Coordination and Bonding Aromatic Interaction-driven Self-Assembly toward Conductive Porous Molecular Frameworks

概要

In this dissertation, three type compounds, PMC-ring-M (M = Zn, Ni, Co), PMC- R-X (X = Cl, Br), and MX chain complex of [Pt(bpam)2Cl]Cl22H2O, were presented and studied through crystal structure, optical property, conductive property and magnetic property and so on. All of them were related to the bonding-aromatic interaction.

In chapter 2, PMC-ring compounds were discussed by the crystal structure and physical properties. To rich the architecture of PMC compounds, the pyrazole group was the pendent group in NDI, namely NDI-Hpz. The pyrazole group has one hydrogen donor and one N for coordination with metal ions, so the flexibility and propensity to form the angular coordination geometry of the pyrazole group made it a good candidate for metallacycle formation in PMC. In addition, the hydrogen bonds could stabilize the structure, so the NDI-Hpz was selected as the ligand. Finally, the expected structure was realized by the electrochemical approach in which the isolated hexagonal metallacycles were densely stacked alternatively with a sequence of ABC to construct a 3D network with 1D helical π-stacked columns and 1D pore channels.

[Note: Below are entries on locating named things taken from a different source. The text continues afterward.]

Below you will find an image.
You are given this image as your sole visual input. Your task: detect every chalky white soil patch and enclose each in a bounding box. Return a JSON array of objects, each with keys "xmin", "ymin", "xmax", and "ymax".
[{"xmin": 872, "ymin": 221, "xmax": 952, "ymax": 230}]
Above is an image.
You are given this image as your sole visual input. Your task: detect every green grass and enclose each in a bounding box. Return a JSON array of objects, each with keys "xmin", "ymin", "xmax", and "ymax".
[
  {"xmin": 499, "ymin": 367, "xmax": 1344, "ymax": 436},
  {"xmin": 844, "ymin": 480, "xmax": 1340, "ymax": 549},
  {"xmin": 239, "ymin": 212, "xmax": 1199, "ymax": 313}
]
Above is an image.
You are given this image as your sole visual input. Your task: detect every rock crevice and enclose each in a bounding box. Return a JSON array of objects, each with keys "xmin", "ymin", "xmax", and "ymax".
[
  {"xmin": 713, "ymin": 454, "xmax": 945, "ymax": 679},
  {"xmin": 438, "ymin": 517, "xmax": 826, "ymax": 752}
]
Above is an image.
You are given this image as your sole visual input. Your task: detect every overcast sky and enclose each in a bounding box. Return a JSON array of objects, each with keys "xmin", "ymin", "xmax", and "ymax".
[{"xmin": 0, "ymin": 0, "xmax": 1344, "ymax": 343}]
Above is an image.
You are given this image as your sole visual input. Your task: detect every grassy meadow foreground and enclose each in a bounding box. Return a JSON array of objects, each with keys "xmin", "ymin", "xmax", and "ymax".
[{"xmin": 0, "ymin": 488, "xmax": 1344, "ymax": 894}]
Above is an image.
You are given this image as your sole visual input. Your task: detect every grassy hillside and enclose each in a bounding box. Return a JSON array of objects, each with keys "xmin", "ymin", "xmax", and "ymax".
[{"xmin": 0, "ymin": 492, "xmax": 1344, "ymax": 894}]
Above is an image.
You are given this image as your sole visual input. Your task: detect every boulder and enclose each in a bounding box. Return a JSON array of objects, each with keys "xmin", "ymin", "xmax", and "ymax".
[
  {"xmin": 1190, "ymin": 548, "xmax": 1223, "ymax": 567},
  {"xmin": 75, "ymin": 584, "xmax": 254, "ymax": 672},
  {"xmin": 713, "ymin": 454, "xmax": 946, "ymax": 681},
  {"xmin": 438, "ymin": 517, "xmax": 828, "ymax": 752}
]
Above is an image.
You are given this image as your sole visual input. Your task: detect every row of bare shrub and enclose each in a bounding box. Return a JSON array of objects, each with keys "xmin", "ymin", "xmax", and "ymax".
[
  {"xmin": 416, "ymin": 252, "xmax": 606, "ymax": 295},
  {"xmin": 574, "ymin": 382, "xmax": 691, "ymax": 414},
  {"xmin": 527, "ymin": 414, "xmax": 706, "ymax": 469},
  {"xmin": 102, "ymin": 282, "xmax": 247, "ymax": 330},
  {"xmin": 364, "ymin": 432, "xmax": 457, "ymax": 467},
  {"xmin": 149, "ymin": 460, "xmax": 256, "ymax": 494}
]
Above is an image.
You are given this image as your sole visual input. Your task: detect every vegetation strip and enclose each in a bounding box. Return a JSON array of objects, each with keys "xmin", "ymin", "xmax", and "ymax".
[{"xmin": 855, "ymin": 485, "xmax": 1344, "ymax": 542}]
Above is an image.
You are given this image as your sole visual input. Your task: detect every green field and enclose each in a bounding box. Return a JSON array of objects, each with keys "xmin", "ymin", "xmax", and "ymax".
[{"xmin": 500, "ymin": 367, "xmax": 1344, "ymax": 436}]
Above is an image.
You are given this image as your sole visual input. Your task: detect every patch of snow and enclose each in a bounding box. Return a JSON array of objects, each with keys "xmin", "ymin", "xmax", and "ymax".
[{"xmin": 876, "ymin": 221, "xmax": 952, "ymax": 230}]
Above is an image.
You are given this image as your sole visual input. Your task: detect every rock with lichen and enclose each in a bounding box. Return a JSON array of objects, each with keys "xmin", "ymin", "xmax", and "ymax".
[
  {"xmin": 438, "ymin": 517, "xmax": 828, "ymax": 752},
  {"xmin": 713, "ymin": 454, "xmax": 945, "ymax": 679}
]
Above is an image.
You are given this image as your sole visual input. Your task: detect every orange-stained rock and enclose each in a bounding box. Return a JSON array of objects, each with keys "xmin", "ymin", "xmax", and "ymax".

And the chemical formula of PMC-ring-Ni was further determined by the elemental analysis and TGA as [Ni(NDI-Hpz)(dma)2(NO3)]·1.8DMA·2H2O. The short π-π distance of 3.174 Å implied the existence of NDI radicals that were confirmed by the solid-state absorption spectra and ESR spectrum. Moreover, the PXRD patterns of PMC-ring compounds with different metal ions showed an isostructural geometry. Meanwhile, the temperature dependence of electrical conductivity of all PMC-ring compounds displayed a semiconductive behavior and the conductivity was slightly higher than PMC-1. Although the improvement of the robustness remains to be addressed, the concept of using metallacycle as a building block provides a new platform for developing electrically conductive porous molecular materials.

In chapter 3, to realize the thermal and air stability in the PMC field, the 1,2,4- triazole group was chosen as the terminal group in NDI. By contrast to Hpz, the triazole group has two coordination sites, higher symmetry, and a stronger electron- withdrawing effect. In addition, the triazole group was favorable to form the meta- halide chain structure that would enhance thermal stability. In this work, two synthetic methods were used to obtain the same PMC compounds, solvothermal and electrochemical approaches, which was confirmed by the PXRD patterns. The single crystals were acquired by the solvothermal method and SXRD analysis showed that the interpenetrated 3D coordination bonded framework was formed with 1D rhombic channels and 1D Cd-Cl zigzag chain due to the triazole group which led to a longer π- π distance of 3.554 Å. The crystalline powders were synthesized by electrolysis and measured by the PXRD with different halide ions which showed an isostructural architecture. Moreover, the solid-state absorption spectra displayed larger CT bands in PMC-R compounds than PMC-ring-Ni due to the longer π-π distance and smaller charger transfer integral which resulted in a lower conductivity, and both of them showed a semiconductive behavior. Otherwise, PMC-R compounds showed better thermal stability than PMC-1 and PMC-ring compounds up to 150 ˚C and better air stability that was confirmed by the unchanging absorption bands after PMC-R-Cl was exposed to air for 20 days.

In chapter 4, the novel synthetic strategy, mechanochemical method, was provided to synthesize the starting materials, [Pt(bpam)2]X2 (X = Cl, Br, I), which was analyzed by the 1H NMR and SXRD. The single crystal of PtCl chain complex, [Pt(bpam)2Cl]Cl22H2O, was synthesized by the acetone diffusion into the [Pt(bpam)2]Cl2 solution. SXRD analysis revealed that the PtCl chain had a mixed- valence state and a long Pt-Pt distance of 7.115 Å due to the π-stacked arrays of aromatic rings of ligand. Along with hydrogen bonds between Cl and N-H of ligand, the π-stacking interaction enhanced the stability of crystal structure. Moreover, the tri- metal complex was synthesized by the liquid-liquid diffusion ([Pt(bpam)2Zn2Cl6]). The selective coordination with metal ions make it possible to synthesize 2D or 3D MX- chain framework.